The servicing of a shared equity product differs from that for a mortgage or home equity product in that there isn't regular payment processing. However, HEI products require lien and delinquency monitoring for the investor or capital provider. Servicers also handle communications with homeowners such as property valuations and payoff requests.

HEI homeowner defaults are scarce but do exist. In a default scenario, first- and second-lien debt typically gets satisfied first, then equity products like HEI.

Data points to a need for a new FHA waterfall option

Since the pandemic, the Federal Housing Administration has allowed payments to be cut multiple times using partial claims up to a limit of 30% of the unpaid principal balance.

Now that the market has normalized, trade groups have welcomed an FHA rule finalized just before the election limiting borrowers to one executed home-retention option in an 18 month period starting on Feb. 2 of next year.

However, some small players could struggle with a surge in foreclosures because of this rule, so it'd be helpful if current officials could take a second look at it and add a new option to address this issue, said Donna Schmidt, managing director and owner of DLS Servicing.

Client data she has studied shows 34% of redefaulting borrowers in 2024 had a previous partial claim and the share had been escalating in previous years. A historical study done for a unique client prior to rule changes disallowing the practice showed documented budget data presented to borrowers prior to issuing loss mitigation reduced the redefault rate 75% in a 12-month period.

If smaller servicers were given the option to take such steps on a voluntary basis in some cases when a consumer redefaults within 18 months, they could improve delinquency ratios and better manage their workload, she said.

"The streamlined approach where a borrower attests to whether or not they can afford a payment definitely has a place in loss mitigation," said Schmidt. "However, not allowing the servicer to review financial data after a redefault to see if the borrower truly can afford the home or needs more assistance than the standard streamline approach, that would be a mistake."

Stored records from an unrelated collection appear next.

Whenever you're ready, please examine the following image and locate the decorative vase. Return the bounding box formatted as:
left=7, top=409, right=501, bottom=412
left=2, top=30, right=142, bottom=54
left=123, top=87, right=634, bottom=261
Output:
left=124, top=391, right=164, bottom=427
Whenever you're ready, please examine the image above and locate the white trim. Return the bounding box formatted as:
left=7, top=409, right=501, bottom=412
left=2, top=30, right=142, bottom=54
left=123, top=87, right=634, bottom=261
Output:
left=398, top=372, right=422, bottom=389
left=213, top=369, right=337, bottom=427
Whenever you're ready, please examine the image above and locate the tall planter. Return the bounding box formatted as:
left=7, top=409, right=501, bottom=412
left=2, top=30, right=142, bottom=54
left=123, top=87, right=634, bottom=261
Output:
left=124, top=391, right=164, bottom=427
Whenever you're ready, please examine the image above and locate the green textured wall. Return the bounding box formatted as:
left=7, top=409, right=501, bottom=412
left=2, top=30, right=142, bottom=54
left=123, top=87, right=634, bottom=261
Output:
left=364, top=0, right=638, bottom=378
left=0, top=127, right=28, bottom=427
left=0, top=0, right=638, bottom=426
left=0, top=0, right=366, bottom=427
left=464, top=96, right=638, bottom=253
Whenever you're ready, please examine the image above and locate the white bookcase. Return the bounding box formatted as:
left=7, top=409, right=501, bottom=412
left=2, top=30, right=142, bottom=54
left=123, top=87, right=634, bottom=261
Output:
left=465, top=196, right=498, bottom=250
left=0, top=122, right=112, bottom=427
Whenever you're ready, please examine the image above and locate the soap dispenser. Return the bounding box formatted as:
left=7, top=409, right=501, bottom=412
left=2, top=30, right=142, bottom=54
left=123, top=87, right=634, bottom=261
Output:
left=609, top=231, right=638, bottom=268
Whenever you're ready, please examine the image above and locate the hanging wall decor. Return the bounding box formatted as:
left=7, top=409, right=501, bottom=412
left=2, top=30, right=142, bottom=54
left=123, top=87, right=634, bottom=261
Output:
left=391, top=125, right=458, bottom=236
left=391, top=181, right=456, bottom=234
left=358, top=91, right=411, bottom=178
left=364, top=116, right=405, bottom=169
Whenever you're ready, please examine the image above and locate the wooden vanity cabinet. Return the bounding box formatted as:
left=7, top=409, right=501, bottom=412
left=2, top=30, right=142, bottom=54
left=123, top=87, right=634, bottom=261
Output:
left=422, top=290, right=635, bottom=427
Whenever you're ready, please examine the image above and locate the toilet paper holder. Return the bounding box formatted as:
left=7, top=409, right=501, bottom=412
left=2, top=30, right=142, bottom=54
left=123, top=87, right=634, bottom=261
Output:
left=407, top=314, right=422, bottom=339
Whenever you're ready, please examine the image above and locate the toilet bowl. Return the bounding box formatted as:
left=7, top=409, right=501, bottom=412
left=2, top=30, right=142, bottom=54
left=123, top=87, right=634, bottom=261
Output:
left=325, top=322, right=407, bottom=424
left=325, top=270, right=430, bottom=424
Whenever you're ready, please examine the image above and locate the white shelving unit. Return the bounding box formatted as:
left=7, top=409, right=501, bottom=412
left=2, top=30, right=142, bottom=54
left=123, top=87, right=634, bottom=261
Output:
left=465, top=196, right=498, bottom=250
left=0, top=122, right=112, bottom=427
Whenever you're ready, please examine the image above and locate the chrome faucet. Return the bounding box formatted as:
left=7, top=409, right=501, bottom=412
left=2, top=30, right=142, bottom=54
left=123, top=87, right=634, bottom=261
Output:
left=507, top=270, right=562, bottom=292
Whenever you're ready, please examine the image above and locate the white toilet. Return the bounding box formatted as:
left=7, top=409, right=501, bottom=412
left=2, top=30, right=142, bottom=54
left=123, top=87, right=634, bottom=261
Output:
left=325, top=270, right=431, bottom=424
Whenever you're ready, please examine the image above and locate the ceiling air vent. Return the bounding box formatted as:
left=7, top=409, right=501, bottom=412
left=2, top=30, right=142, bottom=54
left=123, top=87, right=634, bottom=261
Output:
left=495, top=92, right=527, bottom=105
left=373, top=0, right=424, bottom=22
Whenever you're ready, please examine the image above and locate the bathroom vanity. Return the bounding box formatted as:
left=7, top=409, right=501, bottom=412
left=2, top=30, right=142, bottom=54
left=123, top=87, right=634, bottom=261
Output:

She also urges congressional intervention to shift mortgage oversight from the Consumer Financial Protection Bureau to agencies with more industry experience like the Department of Veterans Affairs and Ginnie Mae after seeing CFPB rulemaking and conflict with those other agencies' policies.

"They needed to have more industry experience to identify rule conflicts in some situations," Schmidt, noting that she was not against oversight but would like to see more understanding of the industry's nuances from regulators.

A potential fork in the road for foreclosures

While not conclusive yet, there have been signs of a pickup in distress in the mortgage market, so there was some talk at the MBA servicing conference about whether current rules are appropriate or could cause unnecessary backlogs in a different setting.

Property preservation firms at the conference generally said they're not necessarily looking for full reversals in foreclosure restrictions but would like to see excessive rules in some jurisdictions streamlined if they cause excessive delays in getting vacant properties to market.

"We've got homes we've had for 15 years," said Craig Torrance, CEO of MCS, a diversified residential and commercial real-estate services firm.